The officer was up late with his kid again—and another trip to the ER. He had to cover the co-pay and go get different antibiotics. Jeez. What a scam. Now he has to take this punk to medical, and the kid’s whining the whole way down that he didn’t kite, and he doesn’t want to pay the seven dollars. Seven dollars! Why do criminals get $7 co-pays and people like him, who’ve never been in trouble and have a job, can barely afford to get seen. Now the doctor’s all nice to him and being all sympathetic. He took off the cast himself—how much sympathy does that deserve? At first he wanted to help the kid, but now he’s fed up with the whole thing. He rolls his eyes. They’re both idiots.

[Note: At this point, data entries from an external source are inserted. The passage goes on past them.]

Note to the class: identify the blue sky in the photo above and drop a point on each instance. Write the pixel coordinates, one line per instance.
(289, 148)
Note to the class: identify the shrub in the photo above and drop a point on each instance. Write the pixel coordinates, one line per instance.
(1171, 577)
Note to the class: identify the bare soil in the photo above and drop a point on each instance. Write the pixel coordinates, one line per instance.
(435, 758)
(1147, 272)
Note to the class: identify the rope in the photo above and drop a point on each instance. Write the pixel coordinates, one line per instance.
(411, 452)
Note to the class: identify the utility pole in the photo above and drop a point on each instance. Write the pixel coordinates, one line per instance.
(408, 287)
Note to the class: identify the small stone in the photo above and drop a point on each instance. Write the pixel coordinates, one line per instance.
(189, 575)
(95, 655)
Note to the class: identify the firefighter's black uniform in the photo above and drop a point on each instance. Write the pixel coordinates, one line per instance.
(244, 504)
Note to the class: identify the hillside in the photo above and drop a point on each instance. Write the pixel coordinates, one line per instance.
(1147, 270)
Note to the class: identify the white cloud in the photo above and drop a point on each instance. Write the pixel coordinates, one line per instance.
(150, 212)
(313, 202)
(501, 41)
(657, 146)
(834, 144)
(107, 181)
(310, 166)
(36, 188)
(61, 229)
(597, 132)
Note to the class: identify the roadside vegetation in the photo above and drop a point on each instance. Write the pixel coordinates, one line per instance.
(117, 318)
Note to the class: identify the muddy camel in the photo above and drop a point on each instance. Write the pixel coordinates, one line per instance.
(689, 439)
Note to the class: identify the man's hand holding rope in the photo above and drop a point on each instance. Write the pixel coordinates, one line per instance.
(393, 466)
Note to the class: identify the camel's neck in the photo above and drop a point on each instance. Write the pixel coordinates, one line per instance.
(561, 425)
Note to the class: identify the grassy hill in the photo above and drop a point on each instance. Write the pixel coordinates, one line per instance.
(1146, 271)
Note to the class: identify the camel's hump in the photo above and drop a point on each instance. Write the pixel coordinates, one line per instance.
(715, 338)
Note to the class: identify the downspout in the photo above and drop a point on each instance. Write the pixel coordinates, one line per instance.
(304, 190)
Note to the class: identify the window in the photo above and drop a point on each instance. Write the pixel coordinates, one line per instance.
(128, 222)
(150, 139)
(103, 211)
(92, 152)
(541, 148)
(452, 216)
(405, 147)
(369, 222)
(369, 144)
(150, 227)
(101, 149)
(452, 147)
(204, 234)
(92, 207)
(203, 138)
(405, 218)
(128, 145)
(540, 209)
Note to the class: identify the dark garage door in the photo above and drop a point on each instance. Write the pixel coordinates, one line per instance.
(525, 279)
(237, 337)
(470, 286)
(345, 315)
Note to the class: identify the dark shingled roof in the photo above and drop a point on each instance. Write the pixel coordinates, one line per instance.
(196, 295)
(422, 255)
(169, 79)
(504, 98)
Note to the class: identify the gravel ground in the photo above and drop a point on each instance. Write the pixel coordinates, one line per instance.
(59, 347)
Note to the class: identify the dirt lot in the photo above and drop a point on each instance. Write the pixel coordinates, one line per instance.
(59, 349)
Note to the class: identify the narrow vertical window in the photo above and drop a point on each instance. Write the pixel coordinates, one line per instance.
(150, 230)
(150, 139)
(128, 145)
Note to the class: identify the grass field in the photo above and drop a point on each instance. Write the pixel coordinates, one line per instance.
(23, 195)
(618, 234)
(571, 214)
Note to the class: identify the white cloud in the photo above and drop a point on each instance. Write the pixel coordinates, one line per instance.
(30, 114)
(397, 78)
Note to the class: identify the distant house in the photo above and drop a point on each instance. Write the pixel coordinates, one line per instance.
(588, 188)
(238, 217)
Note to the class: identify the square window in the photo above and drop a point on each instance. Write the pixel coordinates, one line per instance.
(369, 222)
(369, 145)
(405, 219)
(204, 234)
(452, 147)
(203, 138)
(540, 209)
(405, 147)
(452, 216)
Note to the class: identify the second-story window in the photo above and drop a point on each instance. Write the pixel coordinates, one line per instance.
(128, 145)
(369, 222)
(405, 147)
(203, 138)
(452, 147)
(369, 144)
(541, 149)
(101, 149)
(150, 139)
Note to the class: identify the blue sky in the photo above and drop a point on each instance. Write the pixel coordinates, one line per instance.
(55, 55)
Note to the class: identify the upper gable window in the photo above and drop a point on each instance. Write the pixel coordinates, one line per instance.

He knows doctors do things so they can overcharge you. His grandma was sick when he was a kid, and they always had to go on the bus, and wait at the clinic and pay money, and the doctor would tell her some stuff, and maybe take some blood. He never really made her feel better but he’d always tell her to come back in a couple weeks, even though she couldn’t afford it. So his arm hurts and maybe it’s broken and maybe it’s not but that urgent care doctor told him not to work, showin’ what that guy knows. He’s not at some desk job where you can just take off and get paid for doing nothin’. He won’t even have a job to go back to if he takes off. Now those clowns in the cell looking at him funny, and he better look like he can take care of himself so that cast was coming off. Tried a few push-ups to see how it felt. ‘Sides, he wants those guys to see he’s strong and his arm is no problem if they’re gonna do anything funny. Now this doctor’s talking all fakey sweet trying to figure him out, probably the damned psychiatrist, and studying on his arm like that alone will make it better. And that guard’s bein’ a jerk, and it’s not his business anyway. They’re both idiots.

The HSA looks around, pleased with what she sees. Well, isn’t this great— working together. We’re all thinking alike! She heads off to find some special colored markers for the meeting.